A BNCC da educação básica aponta dez competências gerais que devem fazer parte dos nossos planejamentos escolares. A Competência 9 trata da empatia. Segundo o texto: “Exercitar a empatia, o diálogo, a resolução de conflitos e a cooperação, fazendo-se respeitar e promovendo o respeito ao outro e aos direitos humanos, com acolhimento e valorização da diversidade de indivíduos e de grupos sociais, seus saberes, identidades, culturas e potencialidades, sem preconceitos de qualquer natureza.”

Exercitar a empatia é um desafio, porque não parece algo que pode vir a fazer parte de um plano de aula… parece mais algo que fica subentendido em assuntos estudados na escola. Por exemplo, ao explicar como as pessoas morriam de doenças que podem ser solucionadas, hoje, com as campanhas de vacinação, o professor comenta: imagine o que era viver nessa época, ou estar no lugar dessas pessoas. Pode parecer que há um exercício de empatia, mas isso não é o suficiente para exercitar a competência em sala de aula. É preciso ir além. É importante organizar atividades que possibilitem esse exercício, sem que seja preciso dizer: agora, a aula é sobre empatia 😉

Jamil Zaki, professor de psicologia da Universidade de Stanford e um dos palestrantes da SXSW deste ano, discutiu a empatia ao comentar seu próximo livro: “The War for Kindness: Building Empathy in a Fractured World”. Zaki comenta sobre a importância da empatia em nossa sobrevivência e nas relações com o outro, cada vez conhecemos mais pessoas, mas as conhecemos menos. Para analisar formas de desenvolver essa competência, o autor conduziu estudos em que tentava convencer 1182 alunos do 7o ano de cinco escolas de São Francisco, de que a empatia era algo importante. Uma das formas de sensibilizar as pessoas que se mostrou mais duradoura no pós-teste foi com o uso de Realidade Virtual.  Foi criada uma experiências imersiva em que os estudantes colocavam-se no lugar de um sem-teto e o fato de vivenciar essa experiência, mesmo que no formato virtual, sensibilizou o grupo para essa questão. Assim, conclui, empatia não é algo inato, mas uma competência que pode ser exercitada, desenvolvida.

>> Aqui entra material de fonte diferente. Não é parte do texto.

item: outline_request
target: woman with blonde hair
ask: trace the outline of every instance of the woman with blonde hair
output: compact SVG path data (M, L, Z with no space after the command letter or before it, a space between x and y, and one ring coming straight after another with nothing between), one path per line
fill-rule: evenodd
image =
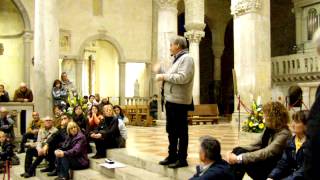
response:
M252 179L265 180L280 160L291 133L288 111L280 102L263 106L266 129L262 137L249 147L236 147L227 154L236 180L247 173Z
M89 167L87 140L75 122L67 126L68 137L62 147L55 151L57 157L57 180L69 179L69 170Z

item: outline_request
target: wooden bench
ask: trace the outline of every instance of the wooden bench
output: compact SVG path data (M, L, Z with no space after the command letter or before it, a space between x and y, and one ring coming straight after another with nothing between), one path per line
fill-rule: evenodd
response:
M219 109L217 104L200 104L194 106L194 111L188 112L188 123L193 124L218 124Z
M148 105L127 105L125 114L129 118L129 124L134 126L154 126L156 121L150 116Z

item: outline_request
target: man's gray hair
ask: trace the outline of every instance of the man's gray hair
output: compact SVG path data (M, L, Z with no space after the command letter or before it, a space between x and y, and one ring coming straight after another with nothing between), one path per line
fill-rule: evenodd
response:
M187 39L183 36L174 36L170 42L171 44L178 45L181 49L188 48Z
M212 161L218 161L221 159L221 146L219 141L212 136L202 136L200 138L200 146L205 157Z

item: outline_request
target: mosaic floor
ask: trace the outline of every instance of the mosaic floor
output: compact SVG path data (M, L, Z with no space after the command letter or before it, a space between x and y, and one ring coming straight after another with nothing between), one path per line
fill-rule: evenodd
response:
M238 144L237 128L230 123L189 126L188 162L190 165L199 163L199 138L204 135L211 135L220 141L223 156ZM127 151L130 154L149 156L153 159L165 158L168 151L165 126L128 127Z

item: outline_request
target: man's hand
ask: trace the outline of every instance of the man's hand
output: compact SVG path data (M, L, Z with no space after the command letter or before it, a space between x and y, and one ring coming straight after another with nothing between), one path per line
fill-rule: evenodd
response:
M156 81L163 81L164 75L163 74L156 74Z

Nesse sentido, temos visto exemplos de como exercitar a empatia em sala de aula em atividades como Role-play, que é um jogo de papéis em que, de acordo com algumas situações, você precisa argumentar defendendo algo que nem sempre é o que você pensa. Realizar uma atividade como essa, estruturada, e com uma proposta bem definida e, após dela, discutir sobre os sentimentos envolvidos nela pode ser um disparador importante para o debate. Outro exemplo que vale ser explorado é a atividade “Círculos Partidos”, apresentada por Rachel Lotan no livro Planejando o trabalho em grupo

Exercitar a empatia na escola é algo que requer planejamento e que, ainda nas palavras de Zaki, por ser algo “que corre risco de extinção”, vale dedicarmos algum tempo de nosso planejamento para incluí-la nas experiências de aprendizagem que desenhamos!

Um comentário em “Podemos exercitar empatia na escola?

  1. Parabéns Lilian, excelente texto. Muito vemos se falar sobre Empatia e pouco vemos em uso. Bora incluir na lista de exercícios diários??